Thirdly, skirret ought to be an easy crop to improve. The combination of annual seed production and clonal propagation by the division of clumps means that new varieties are easy to produce and then maintain. The plants that I have grown from seed show considerable variation in root number, thickness, length and quality. I’d like to see skirret selected to produce fewer, fatter roots with smoother skin (cleaning skirret is something of a faff as the wrinkled skin tends to hold the dirt and require a good scrubbing).
One drawback to skirret is that the roots can have a woody core which cannot be softened by any amount of cooking and which is not particularly practical to remove. Guides suggest that this is a problem of young plants that goes away on older ones, or that it is caused by a lack of water while growing or that it is under genetic control and varies from one plant to another. My experience suggests that all three are true, which means that a combination of breeding and correct cultivation should be enough to solve the problem.
Starting skirret from crowns may be easy, but to get a crown in the first place you either have to shell out a fair bit of money or you have to start from seed. Skirret is not the easiest to grow from seed as like many of its relatives it needs a period of winter cold (stratification) to encourage it to germinate. If it is anything like most apiaceae the seed will lose viability quite quickly, so it is a good idea to source current-year seed in autumn and start stratifying straight away.

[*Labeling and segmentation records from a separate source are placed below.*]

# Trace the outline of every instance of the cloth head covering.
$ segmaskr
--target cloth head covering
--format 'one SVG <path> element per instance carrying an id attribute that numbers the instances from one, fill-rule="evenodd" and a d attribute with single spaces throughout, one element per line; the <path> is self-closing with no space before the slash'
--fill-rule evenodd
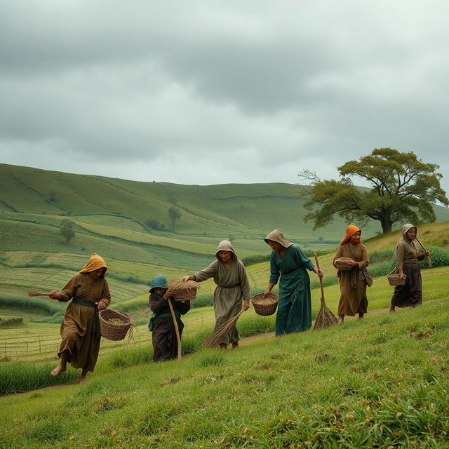
<path id="1" fill-rule="evenodd" d="M 349 224 L 349 226 L 346 228 L 346 235 L 344 236 L 344 239 L 343 239 L 340 246 L 341 246 L 342 245 L 344 245 L 344 243 L 347 243 L 349 241 L 349 239 L 351 239 L 351 236 L 354 234 L 356 232 L 358 232 L 358 231 L 361 232 L 361 229 L 359 227 L 357 227 L 354 224 Z M 362 243 L 361 239 L 360 239 L 360 243 Z"/>
<path id="2" fill-rule="evenodd" d="M 264 240 L 268 243 L 269 240 L 272 241 L 275 241 L 276 243 L 279 243 L 279 245 L 282 245 L 284 248 L 288 248 L 291 246 L 293 243 L 290 241 L 287 241 L 283 238 L 283 234 L 281 232 L 281 229 L 278 229 L 277 228 L 273 231 L 272 231 L 264 239 Z"/>
<path id="3" fill-rule="evenodd" d="M 220 256 L 218 255 L 219 251 L 229 251 L 230 253 L 232 253 L 231 257 L 232 259 L 237 258 L 237 255 L 234 250 L 234 248 L 232 248 L 232 243 L 229 240 L 222 240 L 220 243 L 218 243 L 218 246 L 217 247 L 215 257 L 217 257 L 218 260 L 221 260 Z"/>
<path id="4" fill-rule="evenodd" d="M 405 240 L 409 245 L 413 245 L 416 248 L 415 245 L 415 242 L 412 240 L 411 241 L 407 239 L 407 236 L 406 235 L 413 227 L 416 229 L 416 235 L 418 234 L 418 229 L 414 224 L 410 224 L 410 223 L 406 223 L 402 227 L 402 239 L 398 242 L 398 245 L 403 241 Z"/>
<path id="5" fill-rule="evenodd" d="M 152 285 L 149 288 L 149 293 L 154 293 L 154 288 L 168 288 L 167 278 L 163 274 L 158 274 L 152 280 Z"/>
<path id="6" fill-rule="evenodd" d="M 100 276 L 100 278 L 105 277 L 105 273 L 106 273 L 106 270 L 107 269 L 107 267 L 106 267 L 106 262 L 103 260 L 103 258 L 93 253 L 91 255 L 91 258 L 88 260 L 86 265 L 84 265 L 84 268 L 83 269 L 79 270 L 79 273 L 90 273 L 91 272 L 95 272 L 96 269 L 99 268 L 104 268 L 105 271 L 103 274 Z"/>

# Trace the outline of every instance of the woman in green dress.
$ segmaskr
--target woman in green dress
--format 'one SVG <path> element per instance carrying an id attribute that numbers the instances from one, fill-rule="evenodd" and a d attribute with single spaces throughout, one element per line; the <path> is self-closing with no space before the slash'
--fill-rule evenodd
<path id="1" fill-rule="evenodd" d="M 279 281 L 275 334 L 278 336 L 307 330 L 311 326 L 311 301 L 310 278 L 306 269 L 320 278 L 323 272 L 299 246 L 287 241 L 279 229 L 272 231 L 264 240 L 273 250 L 269 260 L 271 275 L 264 297 Z"/>

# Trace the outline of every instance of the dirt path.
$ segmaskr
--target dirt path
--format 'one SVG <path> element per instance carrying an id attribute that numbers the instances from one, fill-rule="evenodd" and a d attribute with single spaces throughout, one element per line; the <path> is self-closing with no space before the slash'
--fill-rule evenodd
<path id="1" fill-rule="evenodd" d="M 425 305 L 426 304 L 427 304 L 428 302 L 434 302 L 435 301 L 443 301 L 444 300 L 448 300 L 447 297 L 436 297 L 434 298 L 432 300 L 426 300 L 424 302 L 423 302 L 423 305 Z M 368 312 L 366 312 L 366 314 L 365 314 L 365 319 L 369 319 L 369 318 L 370 316 L 376 316 L 378 315 L 379 314 L 381 313 L 388 313 L 389 310 L 389 307 L 384 307 L 382 309 L 376 309 L 375 310 L 370 310 Z M 396 307 L 396 311 L 394 312 L 394 314 L 396 313 L 401 313 L 401 309 Z M 354 319 L 358 319 L 357 316 L 345 316 L 344 317 L 345 320 L 354 320 Z M 312 321 L 312 328 L 314 326 L 314 321 Z M 255 334 L 255 335 L 250 335 L 249 337 L 243 337 L 243 338 L 241 338 L 240 342 L 241 343 L 247 343 L 248 342 L 252 342 L 254 341 L 255 340 L 257 340 L 259 338 L 262 338 L 262 337 L 265 337 L 267 335 L 269 335 L 271 337 L 274 337 L 274 332 L 267 332 L 263 334 Z"/>

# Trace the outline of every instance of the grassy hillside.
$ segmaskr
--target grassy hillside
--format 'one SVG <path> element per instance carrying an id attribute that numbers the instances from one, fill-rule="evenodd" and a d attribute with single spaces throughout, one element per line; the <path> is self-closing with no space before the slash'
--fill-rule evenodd
<path id="1" fill-rule="evenodd" d="M 0 446 L 446 448 L 448 316 L 429 302 L 3 398 Z"/>
<path id="2" fill-rule="evenodd" d="M 167 209 L 175 206 L 182 213 L 175 227 L 181 235 L 216 240 L 232 234 L 236 239 L 260 239 L 281 226 L 293 240 L 340 238 L 344 227 L 340 220 L 317 232 L 311 230 L 311 224 L 303 223 L 305 200 L 297 197 L 298 189 L 296 185 L 283 183 L 199 186 L 138 182 L 0 165 L 0 212 L 109 215 L 141 224 L 153 217 L 169 228 Z M 437 207 L 436 210 L 438 221 L 449 220 L 449 210 Z M 374 224 L 366 234 L 373 235 L 380 229 Z"/>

For cultivation, skirret seems to like moist, free-draining soil in full sun. It’s said not to like hot weather but this isn’t a problem that I experience much. I’d advise growing it in rich, well-fertilised soil as a poorly fed skirret will produce thin roots that aren’t worth harvesting. Mature crowns need to be spaced at 30cm or more. Giving it a mulch is a good idea to help keep moisture in and suppress early weed growth. I have mine planted in a bed with compost dug in and a mulch of leaves over the top. It will grow up through the mulch and require little to no weeding as its strong growth suppresses weeds later in the season. Unless you want to try your hand at seed production, remove the flower stems to divert more resources to the roots. Regular watering will help to avoid the dreaded woody core – I have mine planted right next to my water butt so that I have no excuse for forgetting. Skirret can be left in the ground until needed: towards the end of the season, you might want to mark where the plants are as there can be little sign once the leaves die down!